Mientras más conocimiento adquirimos, y más sofisticados nos volvemos en el estudio de la fe, ¡más cuidado hemos de tener con el error! El gran predicador Pablo se sintió obligado a subrayar esta idea una y otra vez. Casi nunca predicaba ni escribía sin rogar a los creyentes que se cuidaran de aquello que adulterase el evangelio. Consideraba este aviso indispensable para los cristianos de Galacia, Corinto y Filipos. ¿Hemos llegado hoy a no necesitar esta amonestación? Satanás no se cansa de perpetrar sus mentiras; no nos atrevamos a volvernos indolentes en la búsqueda de la verdad divina.
¿Pero cómo prepararte para esta tarea?
Primero, asegúrate de que has tenido una verdadera conversión. Persuádete de que tu corazón ha sido debidamente preparado para que tu fe en Cristo se arraigue y crezca. Entonces ahogará el error en cuanto brote. Si estás firmemente establecido en Cristo, evitarás serios errores. No digo todo error, pero estoy seguro que te librarás del error condenatorio. Una cosa es conocer la verdad, y otra conocerla enteramente por la unción del Espíritu Santo. Hasta el diablo puede hacer lo primero; pero solo el cristiano es capaz de hacer lo segundo. La unción es lo que da a tu alma el aroma del conocimiento de Cristo; es el ancla que evita que vayas a la deriva y los vientos de “doctrinas diversas y extrañas” te aparten de la verdad (Heb. 13:9).
Una vez experimentada la conversión del corazón, crucifica la carne diariamente. Me atrevo a decir que ninguno se volvió hereje sin que la carne fuera la causa fundamental de ello: o servían a sus apetitos carnales o al deseo del orgullo. Cristiano, si de una vez por todas puedes romper tu compromiso con la carne para hacerte libre en Cristo, la verdad será tu amiga incondicional.
Estudia fielmente la Palabra de Dios.

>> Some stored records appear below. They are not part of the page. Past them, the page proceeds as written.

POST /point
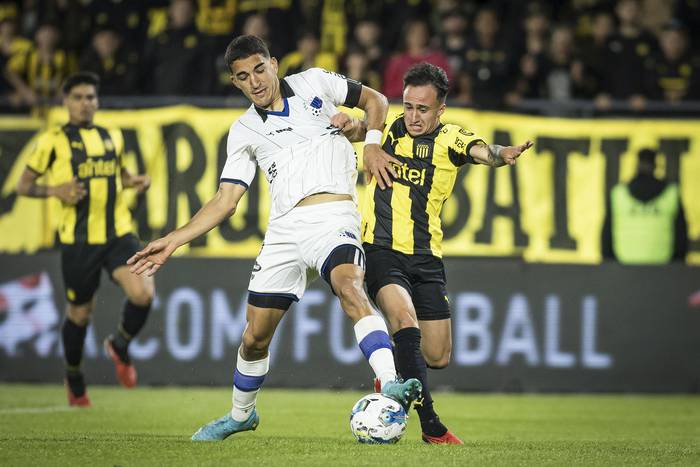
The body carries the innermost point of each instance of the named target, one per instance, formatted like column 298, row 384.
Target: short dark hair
column 244, row 47
column 427, row 73
column 81, row 77
column 647, row 156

Satanás tiene el hábito de tapar los oídos para que no oigan la sana doctrina antes de abrirlos con el fin de que escuchen lo corrupto. Cuanto pueda, alejará al cristiano de la Palabra de Dios y le convencerá para que rechace algún punto de la verdad. Pero quien rechaza la verdad de una doctrina, pierde la bendición de todas ellas. Pablo predijo cómo ocurriría esto: “Apartarán de la verdad el oído y se volverán a las fábulas” (2 Tim. 4:4).

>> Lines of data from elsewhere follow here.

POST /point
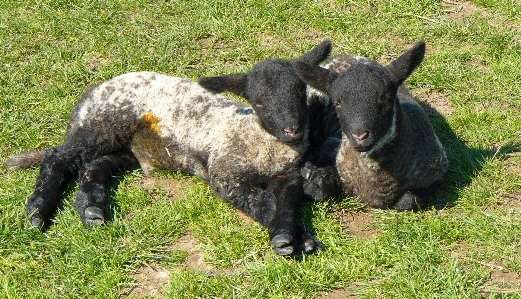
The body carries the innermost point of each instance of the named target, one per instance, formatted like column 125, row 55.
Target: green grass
column 51, row 51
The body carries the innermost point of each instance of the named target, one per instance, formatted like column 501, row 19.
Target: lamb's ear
column 404, row 65
column 317, row 54
column 316, row 76
column 235, row 83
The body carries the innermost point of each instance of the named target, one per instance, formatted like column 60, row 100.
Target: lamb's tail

No pretendas que deseas seguir la verdad si no te molestas en estudiar toda la Palabra de Dios. No serías distinto del niño que dice que quiere aprender pero hace novillos. Hay que disciplinar a tales niños. Puesto que tu Padre celestial te ama, te volverá a la Palabra avergonzado y triste, en lugar de dejarte atrapado en las mentiras de Satanás.
Al estudiar y crecer, cuidado con las nuevas doctrinas. No aceptes apresuradamente todo lo que oigas, ni siquiera desde el pulpito. Admito que rechazar una doctrina por el mero hecho de no haberla conocido antes es una necedad, pero tenemos derecho a esperar e investigar antes de abrazarla. Cuando oigas una nueva idea acerca de la verdad, acude a Dios en oración y busca su consejo. Escudriña la Palabra. Háblalo con tu pastor y con otros creyentes en cuya sabiduría y madurez confíes.
La verdad resistirá este escrutinio. Es un fruto que nunca se estropea ni se pudre por tocarlo. Pero el error, como el pescado, empieza a heder al paso de los días. Por tanto, deja reposar las nuevas ideas antes de tragártelas. ¡No quieras envenenar tu alma con pescado podrido cuando puedes saciarte del maná celestial!
Una segunda clase de error que Satanás siembra entre los cristianos es el orgullo. Este fue el pecado que transformó a un ángel bendecido en Satanás, el maldito. El diablo conoce mejor que nadie el poder nocivo del orgullo. Entonces, no es de extrañar que con tanta frecuencia lo utilice para envenenar a los cristianos. Su plan se facilita porque el corazón humano demuestra tener una afición natural al mismo. El orgullo, como el licor, embriaga: un par de tragos suelen inutilizar al hombre para servir a Dios.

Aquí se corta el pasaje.